Causée par le développement embryonnaire incomplet de la quatrième arche aortique droite, une artère sous-clavière droite aberrante (ARSA) se retrouve chez environ 1% de la population totale. Normalement, l’artère sous-clavière droite se ramifie à partir de l’artère brachio-céphalique et constitue l’apport sanguin du membre supérieur droit. L’ARSA, cependant, a une origine anormale directement à partir de l’arc aortique comme quatrième branche, juste latérale à la sous-clavière gauche. Dans 80 % des cas, elle passe en arrière de l’œsophage et poursuit sa course normale pour assurer l’approvisionnement en sang du bras droit. Comme dans le cas de l’autopsie du Dr Bayford, l’ARSA peut comprimer l’œsophage lors de son passage postérieur, ce qui entraîne la plainte la plus courante de dysphagie. Parmi les autres complications possibles d’une ARA, citons l’athérosclérose, la sténose, les anévrismes et les dissections.

Un anévrisme du diverticule de Kommerell (DOK) est une dilatation de la partie proximale de la sous-clavière droite aberrante lorsqu’elle sort directement de la crosse aortique. Présent dans seulement 0,5 % de la population, l’anévrisme DOK est potentiellement mortel s’il n’est pas diagnostiqué rapidement et avec précision. Comme l’ARSA, il peut lui aussi provoquer des symptômes de dysphagie en plus d’autres plaintes non spécifiques comme la toux, l’essoufflement et, comme nous l’avons constaté chez notre patient, des douleurs thoraciques.

Grâce à la technologie actuelle, nous n’avons plus à attendre une autopsie pour poser le diagnostic d’une artère sous-clavière aberrante compliquée d’un diverticule d’anévrisme de Kommerell. Bien qu’une aortographie soit l’étalon-or pour un tel diagnostic, notre patient a pu être diagnostiqué par un scanner commandé pour écarter ce que nous pensions initialement être une dissection aortique unique. Grâce à la tomodensitométrie, nous avons découvert que notre patient souffrait non seulement d’un anévrisme combiné ARSA et DOK, mais qu’il avait en fait également une dissection de type B.

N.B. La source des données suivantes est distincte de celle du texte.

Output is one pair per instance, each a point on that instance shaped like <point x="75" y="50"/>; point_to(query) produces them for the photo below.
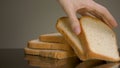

Posséder l’une de ces trois entités est très rare, mais les avoir toutes simultanément est extrêmement inhabituel. Une étude publiée en 2005 dans Cardiovascular Interventional Radiology a révélé que sur les 2400 aortogrammes thoraciques réalisés dans un centre de traumatologie de niveau 1 sur une période de 12,5 ans, seuls dix-neuf montraient une artère sous-clavière droite aberrante. Sur ces dix-neuf, sept présentaient un diverticule de Kommerell associé et, sur ces sept, un seul présentait également une dissection de type B.

Donc, bien qu’il soit remarquablement rare de trouver une artère sous-clavière droite aberrante, un anévrisme de diverticule de Kommerell et une dissection de type B se produisant simultanément, notre expérience montre l’importance d’utiliser une approche systématique et d’avoir un large diagnostic différentiel lors du travail d’un patient présentant une douleur thoracique afin de prévenir des complications potentiellement fatales.

Mme Gray est une étudiante en quatrième année de médecine au Texas A&M Health Science Center, College of Medicine.